The Tribunal also noted that the Code of Conduct for the Credit and Debit Card Industry (Code of Conduct) was released by the Minister of Finance and adopted by the payment card networks, Issuers and Acquirers in April 2010. The Tribunal noted that "the extent to which this Code of Conduct may be classified as ‘voluntary’ is very much in doubt," as at the time of its adoption, the credit card industry faced the choice between the Code and even more stringent regulation.1 The Tribunal further observed that "[t]he Code has all the hallmarks of a regulation."
In summary, the Tribunal held that even had the Commissioner satisfied the resale requirement of section 76, or had the Tribunal been wrong in this interpretation of section 76, the Tribunal would nevertheless have refused to exercise its discretion to issue an order sought by the Commissioner.

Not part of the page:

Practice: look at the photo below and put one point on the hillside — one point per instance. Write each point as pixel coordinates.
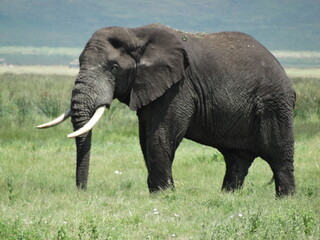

The decision represents an important development in Canadian competition law. It represents the first case brought under the amended section 76, which has clarified the scope of the resale price maintenance provision. In particular, the decision unequivocally holds that to fall within the scope of this section, a respondent must sell the same or a substantially similar product as the product sold by a downstream reseller. Influencing the price at which a person sells a different product does not engage this section. This interpretation of the resale price maintenance rule accords with its statutory purpose and its economic rationale.
The decision also recognizes the inherent complexity of the Canadian payments system, of which the credit card industry represents an increasingly important part. It recognizes the multifaceted nature of this industry and the broad effect it has on the Canadian economy which defies simple solutions. The large number of stakeholders, and the unpredictable adverse effects a change in one part of the system may have on another part, preclude the regulation of competition within the credit card industry by judicial fiat.